How significant? The racial wealth gap is rapidly increasing, but to grab just one statistic for you, recent numbers indicate that white families hold a median wealth of twenty times higher than that of Black families. Black families were particularly hard-hit by the foreclosure crisis, and lost a lot of wealth very fast. Similar statistics can be seen in other communities of people of colour and nonwhite people across the US.

Wealth brings in direct ties with control. One way people can exert power on the financial industry, for example, is through shareholder votes, which are open to people who hold stock in publicly traded companies. Shareholder activism is one approach being used by a number of different organizations to reform major financial firms and the industry as a whole. Guess who held 91.1% of the stocks in the United States in 2007? The top 20%, with the top 1% holding 38.3%. Wealth breeds power, and power breeds wealth, and a neat feedback loop is created to reduce leakage, the old ‘trickle down effect’ that allegedly allows everyone to benefit when some people hold an absurd amount of the nation’s wealth, and make the bulk of the nation’s income.

When people start talking about the 1%, make sure you, and they, know who you’re talking about.

9 Comments

  1. As someone born working class (my father was a high-school educated garbageman) who is now a degreed member of the, er, “professional” class, I am unnaturally obsessed with analysis of this kind. Thank you for crunching the numbers. The social mobility that my parents were able to provide for me a generation ago (they had a decent income, but no assets) vanished once college tuition quintupled. I haven’t bothered starting a college fund for either of my kids. I could save every penny I have and their schools would still demand more.

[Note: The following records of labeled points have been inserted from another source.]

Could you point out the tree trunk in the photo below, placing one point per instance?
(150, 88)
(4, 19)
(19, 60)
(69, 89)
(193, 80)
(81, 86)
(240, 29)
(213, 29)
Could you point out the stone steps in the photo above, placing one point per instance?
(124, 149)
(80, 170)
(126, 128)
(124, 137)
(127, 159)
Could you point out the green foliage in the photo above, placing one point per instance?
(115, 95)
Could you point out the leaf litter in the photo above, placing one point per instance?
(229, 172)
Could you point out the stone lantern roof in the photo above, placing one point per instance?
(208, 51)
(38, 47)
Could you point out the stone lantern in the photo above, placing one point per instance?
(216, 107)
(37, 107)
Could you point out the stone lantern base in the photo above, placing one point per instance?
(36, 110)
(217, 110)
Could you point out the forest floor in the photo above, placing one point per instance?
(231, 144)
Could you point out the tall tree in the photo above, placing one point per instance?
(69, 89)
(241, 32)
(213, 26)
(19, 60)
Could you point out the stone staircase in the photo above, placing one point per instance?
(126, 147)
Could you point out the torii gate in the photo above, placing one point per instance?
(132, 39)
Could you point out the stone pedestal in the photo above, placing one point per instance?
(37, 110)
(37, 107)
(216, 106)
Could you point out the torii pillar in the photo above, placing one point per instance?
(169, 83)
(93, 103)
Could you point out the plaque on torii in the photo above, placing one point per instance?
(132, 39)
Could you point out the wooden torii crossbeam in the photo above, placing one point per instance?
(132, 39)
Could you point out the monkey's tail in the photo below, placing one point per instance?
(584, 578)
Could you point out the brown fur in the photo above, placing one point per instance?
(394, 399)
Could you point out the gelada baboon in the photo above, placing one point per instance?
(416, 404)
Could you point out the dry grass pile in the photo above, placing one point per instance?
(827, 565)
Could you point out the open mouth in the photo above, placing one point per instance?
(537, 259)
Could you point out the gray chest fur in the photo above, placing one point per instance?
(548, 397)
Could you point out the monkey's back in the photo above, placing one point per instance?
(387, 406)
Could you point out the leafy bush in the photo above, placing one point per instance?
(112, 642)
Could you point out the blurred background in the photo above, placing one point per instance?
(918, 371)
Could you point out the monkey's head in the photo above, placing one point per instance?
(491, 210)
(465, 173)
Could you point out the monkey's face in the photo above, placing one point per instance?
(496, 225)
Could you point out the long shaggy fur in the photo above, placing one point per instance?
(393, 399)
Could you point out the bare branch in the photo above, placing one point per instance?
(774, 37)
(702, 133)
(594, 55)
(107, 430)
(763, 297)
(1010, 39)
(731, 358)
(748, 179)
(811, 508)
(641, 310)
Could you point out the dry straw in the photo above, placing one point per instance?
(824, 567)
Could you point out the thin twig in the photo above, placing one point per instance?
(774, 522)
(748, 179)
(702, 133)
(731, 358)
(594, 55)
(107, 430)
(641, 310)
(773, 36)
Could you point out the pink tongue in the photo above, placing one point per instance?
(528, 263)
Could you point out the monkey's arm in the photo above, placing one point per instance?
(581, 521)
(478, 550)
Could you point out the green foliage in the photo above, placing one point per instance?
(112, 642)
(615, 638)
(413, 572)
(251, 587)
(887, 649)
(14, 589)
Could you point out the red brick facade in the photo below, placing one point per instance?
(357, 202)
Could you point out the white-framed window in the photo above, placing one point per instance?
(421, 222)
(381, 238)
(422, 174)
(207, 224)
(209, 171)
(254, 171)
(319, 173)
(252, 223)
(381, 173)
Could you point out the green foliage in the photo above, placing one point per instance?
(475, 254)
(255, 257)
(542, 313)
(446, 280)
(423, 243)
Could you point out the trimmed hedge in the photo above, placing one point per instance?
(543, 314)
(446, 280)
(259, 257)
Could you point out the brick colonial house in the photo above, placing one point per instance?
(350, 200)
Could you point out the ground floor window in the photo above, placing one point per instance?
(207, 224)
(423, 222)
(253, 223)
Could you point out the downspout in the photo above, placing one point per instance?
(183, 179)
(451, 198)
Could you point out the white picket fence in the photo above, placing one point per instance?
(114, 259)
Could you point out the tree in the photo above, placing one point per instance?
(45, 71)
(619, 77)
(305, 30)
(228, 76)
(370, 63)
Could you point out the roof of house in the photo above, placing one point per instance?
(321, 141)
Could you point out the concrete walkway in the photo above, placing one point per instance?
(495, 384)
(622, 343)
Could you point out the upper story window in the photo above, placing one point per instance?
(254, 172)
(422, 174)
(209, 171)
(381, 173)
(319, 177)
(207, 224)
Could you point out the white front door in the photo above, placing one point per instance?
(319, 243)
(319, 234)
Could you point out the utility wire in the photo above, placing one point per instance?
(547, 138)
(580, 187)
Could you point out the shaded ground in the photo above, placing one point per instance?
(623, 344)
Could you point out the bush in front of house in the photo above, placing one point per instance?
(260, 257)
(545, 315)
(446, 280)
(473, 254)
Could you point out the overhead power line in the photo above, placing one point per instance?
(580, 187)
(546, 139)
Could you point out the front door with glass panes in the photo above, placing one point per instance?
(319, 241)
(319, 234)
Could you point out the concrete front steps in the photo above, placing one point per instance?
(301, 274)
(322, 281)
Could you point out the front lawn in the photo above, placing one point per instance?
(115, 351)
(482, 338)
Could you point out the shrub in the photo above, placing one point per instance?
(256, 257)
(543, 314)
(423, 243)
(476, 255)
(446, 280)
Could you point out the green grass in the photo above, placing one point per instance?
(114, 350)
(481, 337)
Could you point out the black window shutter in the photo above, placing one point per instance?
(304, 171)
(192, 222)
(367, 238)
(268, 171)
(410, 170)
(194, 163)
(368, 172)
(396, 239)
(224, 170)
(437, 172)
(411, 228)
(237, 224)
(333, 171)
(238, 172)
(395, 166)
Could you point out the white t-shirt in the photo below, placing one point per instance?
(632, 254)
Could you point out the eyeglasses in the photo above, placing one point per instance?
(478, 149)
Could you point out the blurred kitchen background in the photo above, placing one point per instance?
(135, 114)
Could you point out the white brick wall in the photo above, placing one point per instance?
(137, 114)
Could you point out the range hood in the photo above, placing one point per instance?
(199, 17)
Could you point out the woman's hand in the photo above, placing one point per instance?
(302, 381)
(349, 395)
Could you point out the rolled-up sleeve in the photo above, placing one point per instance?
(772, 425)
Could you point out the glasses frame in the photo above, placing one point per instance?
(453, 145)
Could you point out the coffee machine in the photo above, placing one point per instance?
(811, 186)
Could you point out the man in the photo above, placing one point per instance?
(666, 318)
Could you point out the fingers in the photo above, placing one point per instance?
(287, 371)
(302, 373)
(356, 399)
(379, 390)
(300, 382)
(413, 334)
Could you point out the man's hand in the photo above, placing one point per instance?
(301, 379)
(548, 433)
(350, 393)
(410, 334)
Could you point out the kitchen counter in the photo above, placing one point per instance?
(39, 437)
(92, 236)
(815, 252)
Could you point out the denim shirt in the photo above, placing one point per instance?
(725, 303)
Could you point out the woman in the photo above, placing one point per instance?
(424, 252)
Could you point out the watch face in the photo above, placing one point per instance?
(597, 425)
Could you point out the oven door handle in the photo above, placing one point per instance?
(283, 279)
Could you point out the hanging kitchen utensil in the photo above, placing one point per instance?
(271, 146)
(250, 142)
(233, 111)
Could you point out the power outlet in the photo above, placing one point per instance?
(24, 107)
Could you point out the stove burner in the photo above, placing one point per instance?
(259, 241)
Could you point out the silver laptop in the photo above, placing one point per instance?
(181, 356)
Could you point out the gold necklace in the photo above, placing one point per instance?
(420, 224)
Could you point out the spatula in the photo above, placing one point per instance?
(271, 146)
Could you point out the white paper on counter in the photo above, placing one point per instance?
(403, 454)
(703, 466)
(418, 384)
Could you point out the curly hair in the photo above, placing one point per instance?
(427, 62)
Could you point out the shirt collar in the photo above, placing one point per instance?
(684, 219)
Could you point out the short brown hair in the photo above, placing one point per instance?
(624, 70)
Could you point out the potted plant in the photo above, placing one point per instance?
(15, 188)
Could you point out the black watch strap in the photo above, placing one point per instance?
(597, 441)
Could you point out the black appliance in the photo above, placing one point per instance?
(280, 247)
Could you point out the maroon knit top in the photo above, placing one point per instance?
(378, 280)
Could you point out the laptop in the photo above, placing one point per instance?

    And we are white folks, with the leg-up that provides. I guess I should suggest to both my son and daughter that they consider their grandpa’s line of work. People are always gonna need someone to haul away their garbage….

    Wednesday, October 26, 2011 at 5:00 pm | Permalink
  2. Pidgey wrote:

    Great article, thanks for writing! Hopefully articles like this will stop people from wondering what the protesters are protesting.

    Wednesday, October 26, 2011 at 5:45 pm | Permalink
  3. GGeek wrote:

    Excellent info and sources, s.e., thank you.

    I’m particularly interested in the disparity between the reality of and the perception of wealth and relative position on the socio-economic spectrum. A whole other feedback loop there.

    Wednesday, October 26, 2011 at 6:01 pm | Permalink
  4. Hannah wrote:

    This was fascinating, thank you: always love me a bit of hardcore data to go with my rhetorical flights of fancy.

    Thursday, October 27, 2011 at 4:24 am | Permalink
  5. Other Becky wrote:

    Alternate link for the “demystifying bootstraps” story at Persephone Magazine: http://wp.me/p1rAY2-bWV

    Friday, October 28, 2011 at 1:37 pm | Permalink
  6. I linked those charts on Facebook… great stuff!

    Tuesday, November 1, 2011 at 4:34 pm | Permalink
  7. N wrote:

    Thanks you s. e.! This is a wonderful article, thank you for writing it and all the wonderful chart links. I always really enjoy your writing.

    Wednesday, November 2, 2011 at 5:20 pm | Permalink
  8. Jenn wrote:

    This is absolutely fantastic number crunching! I’ve been following the OWS movement and accessing its claims before it was even a movement for a very long time. There’s a lot of meat in this post that even I didn’t know, which is pretty awesome. Well, it is awesome compared to the mainstream media coverage of OWS, which is absolutely appalling.

    Thursday, November 3, 2011 at 5:50 pm | Permalink
  9. Laquisha wrote:

    You Sir/Madam are the enemy of confusion eevrywhere!